Cultural adaptation and validation of patient decision aids: a scoping review

Patient Prefer Adherence. 2018 Mar 2:12:321-332. doi: 10.2147/PPA.S151833. eCollection 2018.

Abstract

In order to promote self-determination, patients have to be actively involved with their care providers in health-care decision making, especially when such decisions involve personal preferences. Decision aids (DAs) are tools that can contribute to patient-centered decision-making processes. To benefit from previous fieldwork and avoid duplicating developmental efforts and producing many similar DAs, the adaptation of existing DAs to new cultural contexts is a resource-saving option. However, there are no guidelines on how to culturally adapt and validate DAs. This study aimed to identify and document existing procedures for the cultural adaptation and validation of patient DAs. A scoping review examined studies conducting cultural adaptation and/or validation of patient DAs. The following databases were searched in February 2016: CINAHL, EMBASE, Medline (Ovid), PASCAL, PsychINFO, and PubMed. From the 13 studies selected, 11 main procedures were identified: appraisal of the original DA, assessment of the new cultural context, translation, linguistic adaptation, cultural adaptation, usability testing, exploration of DA acceptability, test-retest reliability, content validity, construct validity, and criterion validity.

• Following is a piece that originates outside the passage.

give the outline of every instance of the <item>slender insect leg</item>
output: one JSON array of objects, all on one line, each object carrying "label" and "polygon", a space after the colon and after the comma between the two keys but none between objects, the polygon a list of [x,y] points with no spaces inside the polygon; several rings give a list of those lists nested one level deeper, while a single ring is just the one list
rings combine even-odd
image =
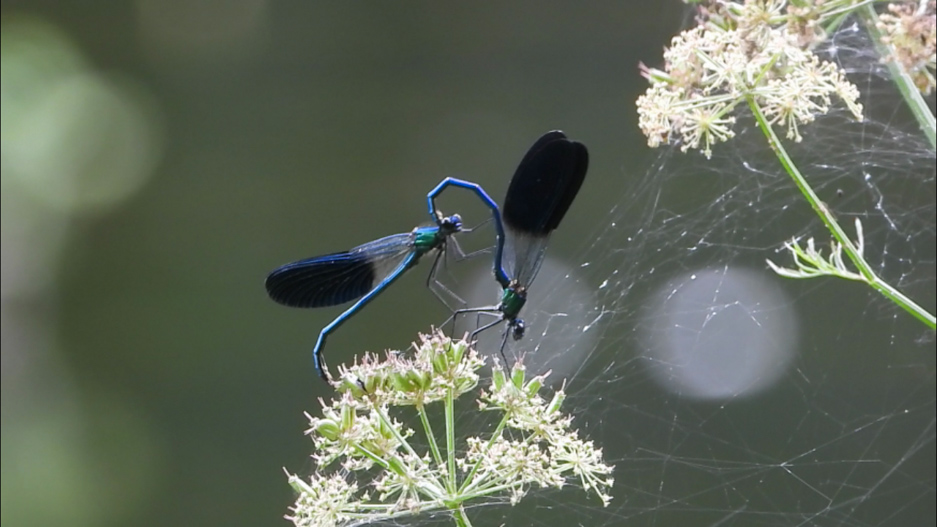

A conceptual synthesis of these studies suggests there are four phases in the adaptation/validation process of DAs aimed at: 1) exploring the original DA and the new cultural context, 2) adapting the original DA to the new cultural context, 3) lab testing the preliminary version of the adapted DA, and 4) field testing the adapted DA in a real use context. By facilitating the adaptation and broader implementation of DAs, patients may ultimately be empowered in decision-making processes.

Keywords: cultural adaptation; decision making; decision support techniques; translation; validation studies.